Pośród licznych konferencji prasowych targów Caravan Salon 2019 naszej uwadze nie mogło ujść spotkanie ze specjalistami sondującymi nastroje – mowa oczywiście o Stowarzyszeniu Przemysłu Caravaningowego (CIVD) z siedzibą w Niemczech.
Z wielu danych odnotujemy tylko najświeższe doniesienia rynkowe. Otóż w pierwszych siedmiu miesiącach tego roku zarejestrowano w Niemczech ponad 61 000 pojazdów kempingowych. To o 13% więcej niż w tym samym okresie roku 2018. Co więcej, tak pokaźny wzrost to najlepszy wynik w kilkudziesięcioletniej historii badań CIVD. Równie mocno rozwija się rynek wtórny, skoro do końca lipca br. prawie 79 000 pojazdów kempingowych zmieniło swych właścicieli. To o ponad 5% więcej niż w poprzednim roku.

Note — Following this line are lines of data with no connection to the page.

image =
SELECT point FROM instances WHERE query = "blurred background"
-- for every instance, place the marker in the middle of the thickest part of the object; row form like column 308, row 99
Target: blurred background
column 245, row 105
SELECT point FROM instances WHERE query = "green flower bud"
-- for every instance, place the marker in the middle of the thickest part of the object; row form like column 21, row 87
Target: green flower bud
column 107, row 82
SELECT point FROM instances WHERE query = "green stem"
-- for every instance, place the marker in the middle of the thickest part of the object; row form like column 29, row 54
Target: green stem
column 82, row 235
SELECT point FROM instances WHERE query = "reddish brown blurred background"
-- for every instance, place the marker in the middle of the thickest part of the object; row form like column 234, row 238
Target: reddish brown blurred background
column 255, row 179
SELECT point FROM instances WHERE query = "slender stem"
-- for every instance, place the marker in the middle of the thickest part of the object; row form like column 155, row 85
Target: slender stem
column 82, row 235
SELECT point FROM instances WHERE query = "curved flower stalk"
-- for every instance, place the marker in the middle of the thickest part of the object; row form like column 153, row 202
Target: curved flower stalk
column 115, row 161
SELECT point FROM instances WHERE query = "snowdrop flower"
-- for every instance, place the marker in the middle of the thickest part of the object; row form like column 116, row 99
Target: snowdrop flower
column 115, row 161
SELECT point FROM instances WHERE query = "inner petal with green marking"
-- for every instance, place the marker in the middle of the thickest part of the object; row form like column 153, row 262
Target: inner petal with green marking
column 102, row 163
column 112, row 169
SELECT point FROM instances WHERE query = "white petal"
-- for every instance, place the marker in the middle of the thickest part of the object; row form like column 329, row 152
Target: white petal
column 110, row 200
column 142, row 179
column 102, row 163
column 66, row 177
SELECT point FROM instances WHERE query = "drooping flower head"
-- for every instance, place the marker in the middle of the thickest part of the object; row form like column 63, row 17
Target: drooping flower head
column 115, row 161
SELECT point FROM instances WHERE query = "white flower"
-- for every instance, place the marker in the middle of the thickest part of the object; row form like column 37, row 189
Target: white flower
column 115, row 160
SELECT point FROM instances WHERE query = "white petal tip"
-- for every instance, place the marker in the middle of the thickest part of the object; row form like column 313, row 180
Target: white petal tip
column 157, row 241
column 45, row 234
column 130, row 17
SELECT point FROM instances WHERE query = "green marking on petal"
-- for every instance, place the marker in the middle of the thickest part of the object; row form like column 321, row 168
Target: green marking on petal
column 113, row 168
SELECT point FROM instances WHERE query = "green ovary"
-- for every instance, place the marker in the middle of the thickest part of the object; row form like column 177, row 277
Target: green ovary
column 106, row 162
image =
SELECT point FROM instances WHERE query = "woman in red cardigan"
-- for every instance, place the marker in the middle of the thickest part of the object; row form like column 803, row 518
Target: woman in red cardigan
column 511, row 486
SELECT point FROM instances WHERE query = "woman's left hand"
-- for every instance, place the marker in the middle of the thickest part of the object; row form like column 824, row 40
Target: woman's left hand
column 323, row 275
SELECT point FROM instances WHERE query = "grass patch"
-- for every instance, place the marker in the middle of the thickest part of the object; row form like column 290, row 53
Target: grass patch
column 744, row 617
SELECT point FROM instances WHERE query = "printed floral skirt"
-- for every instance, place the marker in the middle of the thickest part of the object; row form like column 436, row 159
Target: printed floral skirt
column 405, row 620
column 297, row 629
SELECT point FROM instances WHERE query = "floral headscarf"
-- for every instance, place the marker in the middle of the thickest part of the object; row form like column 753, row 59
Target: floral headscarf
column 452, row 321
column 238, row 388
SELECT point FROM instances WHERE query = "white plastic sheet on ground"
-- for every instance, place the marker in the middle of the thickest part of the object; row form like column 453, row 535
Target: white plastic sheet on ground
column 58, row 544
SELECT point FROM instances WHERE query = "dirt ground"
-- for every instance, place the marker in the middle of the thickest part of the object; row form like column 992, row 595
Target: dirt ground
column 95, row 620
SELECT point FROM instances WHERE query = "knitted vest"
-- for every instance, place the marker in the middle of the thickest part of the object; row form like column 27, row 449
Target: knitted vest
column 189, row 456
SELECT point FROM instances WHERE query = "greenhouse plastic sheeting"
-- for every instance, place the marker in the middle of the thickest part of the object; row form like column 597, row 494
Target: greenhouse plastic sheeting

Caravaning staje się coraz bardziej popularny nie tylko w Niemczech. W ciągu pierwszych sześciu miesięcy tego roku zarejestrowano w Europie niewiele mniej niż 132 000 pojazdów! A mowa tu tylko o liczbie nowych rejestracji samochodów kempingowych i przyczep kempingowych. To o ponad 3% więcej niż w roku poprzednim i najlepszy wynik (wskaźnik wzrostu liczby rejestracji) od 2007 r.
Przemysł caravaningowy w pierwszym półroczu wygenerował obroty na poziomie 6,2 mld euro i tym samym osiągnął najlepszy wynik półroczny spośród wszystkich w historii badań. Ogółem sprzedaż produktów wzrosła o niecałe 5%. W skali całego roku całkiem realne jest osiągnięcie rekordowego poziomu 11,6 mld euro obrotu.
Ogłoszonym podczas rozpoczęcia targów Caravan Salon w Düsseldorfie wynikom towarzyszyły komentarze, że coraz więcej producentów odczuwa braki kadrowe. Owszem, producenci z Niemiec zwiększyli swoją produkcję o 1,2% w pierwszej połowie roku, ale mogliby produkować więcej. Dziś większość z nich rozbudowuje swoje zakłady i... poszukuje wykwalifikowanych pracowników. W czasach deficytów kadrowych rośnie udział stażystów i osób decydujących się przekwalifikować.